It was thus said that the Great Liam Proven once stated:
So. What is a segment, what is a page, and what is the difference? I
know that pre-386 Intel x86 chips used a 64k segment size and that
this caused problems, but little more than that.
Segments have a starting address with a length associated with each
segment, and paging is ... well ... a bit more complicated.
I'll start with the 8086.
In order to address more than 64K you can do one of a few things: you can
increase the size of the addressing registers, you can bank switch memory,
or you can do something that kind of mixes the two. The 8086 does this
mixing. Each register on the 8086 is 16 bits in size, so the most that can
be addressed is 64K. To get around this, the engineers at Intel added four
segment registers that marked the start of a 64K block of memory. Since the
address space of the 8086 was 20 bits, these segment registers were
multipled by 16 (shifted left by 4) to get the physical address of the
segment, then the 16 bit offset was added to this.
So, the next instruction was pointed to by the CS:IP registers (CS is the
Code Segment register, and IP is the instruction pointer), each being 16
bits. The math looked like:
+---- ---- ---- ----+
| CS |0000
+---- ---- ---- ----+----+
+ 0000| IP |
+---- ---- ---- ----+
+------------------------+
| 20-bit physical addr |
+------------------------+
The other three segment registers are DS (data segment), SS (stack
segment) and ES (extra segment). There are implied segments to use
depending upon the instruction (anything instruction related goes through
CS, all data references use DS *except* references via BP use SS, stack
references use SS and there are a few instructions that use ES by default.
You can however, override the segment but it's an additional byte in the
instruction stream).
On the 80286, in protected mode, the segment registers no longer point to
physical memory, but are instead indecies into a segment table that
describes the segment. The segment register is still 16 bits however. The
segment register (aka selector register) now has the format:
+------------- ---+
| index | p |
+------------- ---+
The first 13 bits (I'm going from memory here so details may be a bit
sketchy) are the index into the selector table, and the last three bits are
used for protection. Each entry in the selector table has the following
fields:
Physical address 24 bits
Length of segment 16 bits
Direction flag 1 bit
Permissions a few bits
Present flag 1 bit
The direction flag instructs the CPU that the segment either starts at the
physical address with addresses increasing, or *ends* at the physical
address with addresses decreasing (for stacks typically). The present flag
is set if the segment is in physical memory, otherwist it's not and the rest
of the selector entry is not interpreted (this means that the OS can use the
rest of the entry mark where on the swap device this segment is in this
case). If you try to reference memory outside the segment, you get a fault.

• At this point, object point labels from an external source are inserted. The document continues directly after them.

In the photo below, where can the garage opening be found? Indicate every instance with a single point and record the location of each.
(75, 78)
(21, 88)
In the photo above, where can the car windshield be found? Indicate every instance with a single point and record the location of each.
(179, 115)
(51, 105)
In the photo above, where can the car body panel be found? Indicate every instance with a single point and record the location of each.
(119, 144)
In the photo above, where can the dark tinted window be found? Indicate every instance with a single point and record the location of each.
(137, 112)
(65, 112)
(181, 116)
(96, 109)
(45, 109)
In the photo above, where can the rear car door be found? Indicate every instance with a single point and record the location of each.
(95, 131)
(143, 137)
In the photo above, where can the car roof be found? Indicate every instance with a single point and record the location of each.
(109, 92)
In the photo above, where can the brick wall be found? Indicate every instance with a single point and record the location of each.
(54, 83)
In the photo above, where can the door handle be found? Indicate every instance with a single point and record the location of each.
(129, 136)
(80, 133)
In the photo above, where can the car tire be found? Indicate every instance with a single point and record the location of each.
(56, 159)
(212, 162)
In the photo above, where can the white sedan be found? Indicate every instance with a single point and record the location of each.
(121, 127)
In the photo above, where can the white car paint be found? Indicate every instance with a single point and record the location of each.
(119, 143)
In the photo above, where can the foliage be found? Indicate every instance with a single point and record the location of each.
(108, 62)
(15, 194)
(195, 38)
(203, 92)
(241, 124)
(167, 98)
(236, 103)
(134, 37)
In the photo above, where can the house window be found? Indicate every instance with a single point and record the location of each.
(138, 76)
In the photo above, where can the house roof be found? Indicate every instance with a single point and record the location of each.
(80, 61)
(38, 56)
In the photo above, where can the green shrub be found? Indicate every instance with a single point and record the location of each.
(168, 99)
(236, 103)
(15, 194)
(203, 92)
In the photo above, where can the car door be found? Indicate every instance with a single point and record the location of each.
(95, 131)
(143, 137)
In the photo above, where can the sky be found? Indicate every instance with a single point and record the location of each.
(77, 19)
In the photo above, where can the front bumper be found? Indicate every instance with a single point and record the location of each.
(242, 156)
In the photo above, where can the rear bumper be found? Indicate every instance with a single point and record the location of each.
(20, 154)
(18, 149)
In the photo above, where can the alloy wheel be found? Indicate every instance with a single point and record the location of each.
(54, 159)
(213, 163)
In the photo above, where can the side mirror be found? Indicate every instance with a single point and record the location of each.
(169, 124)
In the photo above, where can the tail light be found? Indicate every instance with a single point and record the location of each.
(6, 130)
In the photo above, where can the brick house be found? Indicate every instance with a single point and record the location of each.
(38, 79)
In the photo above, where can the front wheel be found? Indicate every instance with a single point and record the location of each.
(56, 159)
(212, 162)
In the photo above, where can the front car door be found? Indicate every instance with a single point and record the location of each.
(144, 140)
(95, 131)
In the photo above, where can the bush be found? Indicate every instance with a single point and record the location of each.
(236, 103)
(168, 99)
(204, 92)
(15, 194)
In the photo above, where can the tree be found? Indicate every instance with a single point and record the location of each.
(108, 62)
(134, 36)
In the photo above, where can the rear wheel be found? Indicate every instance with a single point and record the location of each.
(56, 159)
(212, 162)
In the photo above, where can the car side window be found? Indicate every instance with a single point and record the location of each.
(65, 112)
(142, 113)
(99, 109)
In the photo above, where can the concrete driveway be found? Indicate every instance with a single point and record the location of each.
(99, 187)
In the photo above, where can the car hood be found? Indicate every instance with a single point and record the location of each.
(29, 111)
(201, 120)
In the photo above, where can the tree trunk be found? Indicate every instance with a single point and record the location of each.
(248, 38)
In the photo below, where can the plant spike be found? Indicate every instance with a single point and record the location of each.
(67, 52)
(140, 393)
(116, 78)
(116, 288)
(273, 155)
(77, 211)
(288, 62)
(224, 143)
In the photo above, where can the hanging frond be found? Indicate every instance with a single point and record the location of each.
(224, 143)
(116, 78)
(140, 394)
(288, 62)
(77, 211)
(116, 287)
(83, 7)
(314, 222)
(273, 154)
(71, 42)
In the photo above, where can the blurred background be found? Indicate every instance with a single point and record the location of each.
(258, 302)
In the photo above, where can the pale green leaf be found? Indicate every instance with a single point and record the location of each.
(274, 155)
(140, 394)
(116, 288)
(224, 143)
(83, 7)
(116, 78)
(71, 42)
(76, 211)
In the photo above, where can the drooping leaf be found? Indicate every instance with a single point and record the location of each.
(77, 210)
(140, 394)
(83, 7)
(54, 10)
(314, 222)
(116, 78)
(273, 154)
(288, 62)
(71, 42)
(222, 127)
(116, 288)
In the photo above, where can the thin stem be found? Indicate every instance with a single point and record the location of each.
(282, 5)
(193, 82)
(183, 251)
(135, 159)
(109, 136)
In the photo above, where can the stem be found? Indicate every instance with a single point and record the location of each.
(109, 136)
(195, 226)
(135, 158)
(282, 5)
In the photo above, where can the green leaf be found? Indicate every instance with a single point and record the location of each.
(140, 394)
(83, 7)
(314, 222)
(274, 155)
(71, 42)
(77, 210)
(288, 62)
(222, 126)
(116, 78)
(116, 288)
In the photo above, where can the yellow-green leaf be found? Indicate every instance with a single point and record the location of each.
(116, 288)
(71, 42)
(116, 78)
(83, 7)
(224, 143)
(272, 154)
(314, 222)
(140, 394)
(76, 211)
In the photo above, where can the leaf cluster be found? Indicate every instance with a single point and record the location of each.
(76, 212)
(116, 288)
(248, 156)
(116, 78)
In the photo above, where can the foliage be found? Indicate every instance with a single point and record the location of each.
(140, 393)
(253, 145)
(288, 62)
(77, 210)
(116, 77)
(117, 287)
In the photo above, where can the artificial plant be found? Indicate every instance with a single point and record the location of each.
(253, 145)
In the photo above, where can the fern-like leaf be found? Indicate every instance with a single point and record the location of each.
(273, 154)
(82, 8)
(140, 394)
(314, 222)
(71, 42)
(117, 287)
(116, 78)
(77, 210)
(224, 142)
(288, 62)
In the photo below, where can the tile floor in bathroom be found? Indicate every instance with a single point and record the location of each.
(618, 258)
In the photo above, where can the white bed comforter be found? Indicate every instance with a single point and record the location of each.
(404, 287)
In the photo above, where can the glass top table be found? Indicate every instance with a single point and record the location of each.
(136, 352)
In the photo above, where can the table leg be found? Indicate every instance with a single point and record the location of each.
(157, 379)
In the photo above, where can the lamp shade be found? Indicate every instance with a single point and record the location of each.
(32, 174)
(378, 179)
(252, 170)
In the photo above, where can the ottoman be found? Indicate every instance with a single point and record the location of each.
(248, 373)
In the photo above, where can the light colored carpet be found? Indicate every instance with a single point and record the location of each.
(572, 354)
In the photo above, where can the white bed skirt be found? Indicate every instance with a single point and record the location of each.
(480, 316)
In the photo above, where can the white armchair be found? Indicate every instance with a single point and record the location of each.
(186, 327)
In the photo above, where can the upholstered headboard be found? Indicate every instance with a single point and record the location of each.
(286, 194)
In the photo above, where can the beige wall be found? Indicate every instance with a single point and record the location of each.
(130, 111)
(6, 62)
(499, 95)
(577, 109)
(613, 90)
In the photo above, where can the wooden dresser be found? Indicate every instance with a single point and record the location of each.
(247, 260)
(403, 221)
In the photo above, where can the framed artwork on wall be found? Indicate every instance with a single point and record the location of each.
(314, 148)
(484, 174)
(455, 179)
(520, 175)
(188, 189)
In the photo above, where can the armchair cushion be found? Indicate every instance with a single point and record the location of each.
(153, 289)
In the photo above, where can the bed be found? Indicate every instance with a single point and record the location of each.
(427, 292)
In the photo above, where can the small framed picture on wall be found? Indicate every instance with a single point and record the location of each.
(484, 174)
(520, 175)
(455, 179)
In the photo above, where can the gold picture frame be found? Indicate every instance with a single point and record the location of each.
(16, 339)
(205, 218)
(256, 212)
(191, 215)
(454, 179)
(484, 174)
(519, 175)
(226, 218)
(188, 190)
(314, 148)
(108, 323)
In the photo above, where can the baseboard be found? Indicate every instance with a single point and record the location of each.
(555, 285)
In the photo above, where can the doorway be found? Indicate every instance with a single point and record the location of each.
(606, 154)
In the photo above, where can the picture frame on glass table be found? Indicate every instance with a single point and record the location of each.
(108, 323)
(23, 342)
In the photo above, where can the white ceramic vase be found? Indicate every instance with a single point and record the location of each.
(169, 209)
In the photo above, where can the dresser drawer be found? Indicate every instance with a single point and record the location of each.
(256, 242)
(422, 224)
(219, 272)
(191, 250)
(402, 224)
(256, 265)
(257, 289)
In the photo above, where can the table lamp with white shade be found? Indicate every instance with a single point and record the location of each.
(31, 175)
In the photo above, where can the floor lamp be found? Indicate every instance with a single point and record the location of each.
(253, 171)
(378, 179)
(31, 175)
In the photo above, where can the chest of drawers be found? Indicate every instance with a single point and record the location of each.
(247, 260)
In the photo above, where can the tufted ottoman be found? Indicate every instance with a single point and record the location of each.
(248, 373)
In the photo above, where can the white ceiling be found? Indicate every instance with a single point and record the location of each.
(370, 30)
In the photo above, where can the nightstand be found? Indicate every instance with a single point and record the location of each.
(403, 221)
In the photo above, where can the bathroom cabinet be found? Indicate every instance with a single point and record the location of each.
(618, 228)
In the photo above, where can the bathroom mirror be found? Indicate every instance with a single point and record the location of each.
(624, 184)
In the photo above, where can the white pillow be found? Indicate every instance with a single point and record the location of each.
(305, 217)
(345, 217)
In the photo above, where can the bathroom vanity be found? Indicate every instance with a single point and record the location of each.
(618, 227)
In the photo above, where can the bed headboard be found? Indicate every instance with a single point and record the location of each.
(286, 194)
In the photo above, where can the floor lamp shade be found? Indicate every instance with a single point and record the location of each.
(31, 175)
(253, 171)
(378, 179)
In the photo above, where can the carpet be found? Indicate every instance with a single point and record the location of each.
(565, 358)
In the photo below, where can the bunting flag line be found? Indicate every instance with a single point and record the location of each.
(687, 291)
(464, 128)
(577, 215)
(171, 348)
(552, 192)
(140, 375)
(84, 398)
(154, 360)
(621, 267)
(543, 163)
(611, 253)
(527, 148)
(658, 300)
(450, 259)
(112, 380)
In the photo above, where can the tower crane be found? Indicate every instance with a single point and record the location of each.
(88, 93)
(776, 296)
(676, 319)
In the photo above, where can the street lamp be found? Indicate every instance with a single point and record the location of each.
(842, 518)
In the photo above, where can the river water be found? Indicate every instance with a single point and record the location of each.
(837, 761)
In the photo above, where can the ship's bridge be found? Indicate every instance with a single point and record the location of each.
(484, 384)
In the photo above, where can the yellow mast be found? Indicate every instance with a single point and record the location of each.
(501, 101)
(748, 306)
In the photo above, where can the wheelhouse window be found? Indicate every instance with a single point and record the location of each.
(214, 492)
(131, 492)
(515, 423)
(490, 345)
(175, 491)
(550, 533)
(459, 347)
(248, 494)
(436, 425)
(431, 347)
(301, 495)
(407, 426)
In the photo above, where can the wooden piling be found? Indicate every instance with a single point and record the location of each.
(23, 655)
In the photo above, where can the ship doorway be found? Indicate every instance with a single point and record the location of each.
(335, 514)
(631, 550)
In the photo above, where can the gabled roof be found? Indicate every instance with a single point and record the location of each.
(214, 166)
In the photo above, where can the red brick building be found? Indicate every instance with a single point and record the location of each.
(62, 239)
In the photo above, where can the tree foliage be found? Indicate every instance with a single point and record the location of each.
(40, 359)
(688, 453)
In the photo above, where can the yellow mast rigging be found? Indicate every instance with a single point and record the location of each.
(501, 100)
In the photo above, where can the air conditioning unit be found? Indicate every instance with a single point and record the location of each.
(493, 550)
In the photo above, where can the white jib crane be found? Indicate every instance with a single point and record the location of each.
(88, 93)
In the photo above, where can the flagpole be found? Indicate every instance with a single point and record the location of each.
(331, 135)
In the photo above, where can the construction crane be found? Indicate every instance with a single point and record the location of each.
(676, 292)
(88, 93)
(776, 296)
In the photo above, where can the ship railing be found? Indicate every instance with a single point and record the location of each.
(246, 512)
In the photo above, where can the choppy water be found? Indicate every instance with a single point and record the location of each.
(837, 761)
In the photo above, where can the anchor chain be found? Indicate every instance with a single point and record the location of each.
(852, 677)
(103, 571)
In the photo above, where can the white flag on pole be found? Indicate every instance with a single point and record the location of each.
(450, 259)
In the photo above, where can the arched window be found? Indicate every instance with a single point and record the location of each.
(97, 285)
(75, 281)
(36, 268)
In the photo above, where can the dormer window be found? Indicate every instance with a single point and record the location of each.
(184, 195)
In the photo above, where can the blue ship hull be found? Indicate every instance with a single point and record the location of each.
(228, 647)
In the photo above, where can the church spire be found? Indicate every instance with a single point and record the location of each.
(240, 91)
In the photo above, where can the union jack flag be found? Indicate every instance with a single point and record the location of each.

The reference (sorry for the lack of diagrams---using pseudo code here,
with the CS:IP pair):
if (!segtable[cs.index].present) segfault(cs:ip);
if (ip > segtable[cs.index].length) segfault(cs:ip);
physaddr = segtable[cs.index].physaddr + ip;
The 80386 intruduced paging (and 32 bit registers but that's not important
right now). Paging is slightly different. The program works with logical
addresses:
+--------------------------------+
| 32-bit address |
+--------------------------------+
When a reference is made to memory, the CPU treats the address (on the
80386) as a collection of three offsets:
+-------------------------------+
| offset 1 | offset 2 | offset 3|
+-------------------------------+
(I don't recall the exact length of each one, but the last offset is 12 bits
in size). Offset 1 is an entry in the top level page table, with each entry
having a structure similar to the segment table for the 80286:
Physical address 32 bits
Size 32 bits
Present flag 1 bit
Permissions a few bits
Offset 2 points to a second level table with the same structure, and
offset 3 is a pointer into the actual bit of memory. So the address
calculation looks like:
if (!page1[ip.off1].present) pagefault(page1,ip);
page2 = page1[ip.off1].physaddr;
if (!page2[ip.off2].present) pagefault(page2,ip);
physaddr = page2[ip.off2].physaddr + ip.off3;
The reason for the two levels is so you can have a spare address space and
waste less memory in keeping the page tables around (each process has its
own page table).
Now, the 80386 can do both segments *and* paging at the same time (if
that's the case, I think it does the segment calculations first, then the
paging calculations) but not many operating systems actually use both (well,
they will set up a small segment table where each segment covers the full
address space, but they don't bother to swap segments).
-spc (Hope that clears some of the issues up)